Page 1 of 1

How to extract all URLs from a text file?

Posted: Sun Jan 03, 2016 11:01 am
by rsdguru
Hi, I'm Peter and a new member here.

Who can help me out?

I need to extract all the urls from a simple text file into a new file, every url in a new line.
The urls may have all different formats...

(Is this possible with the free version of textcrawler?)

thx in advance

Re: How to extract all URLs from a text file?

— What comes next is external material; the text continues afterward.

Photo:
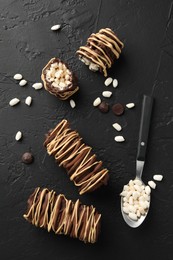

Posted: Tue Jan 05, 2016 1:57 pm
by DigitalVolcano
You need to use a regular expression to find urls.

Such as:

Code: Select all

\b((ftp|https?)://[-\w]+(\.\w[-\w]*)+|(?:[a-z0-9](?:[-a-z0-9]*[a-z0-9])?\.)+(?: com\b|edu\b|biz\b|gov\b|in(?:t|fo)\b|mil\b|net\b|org\b|[a-z][a-z]\b))(\:\d+)?(/[^.!,?;"'<>()\[\]{}\s\x7F-\xFF]*(?:[.!,?]+[^.!,?;"'<>()\[\]{}\s\x7F-\xFF]+)*)?
(This may not be perfect for your needs)


You can then click extract. Unfortunately the Extract function is only in the Pro version.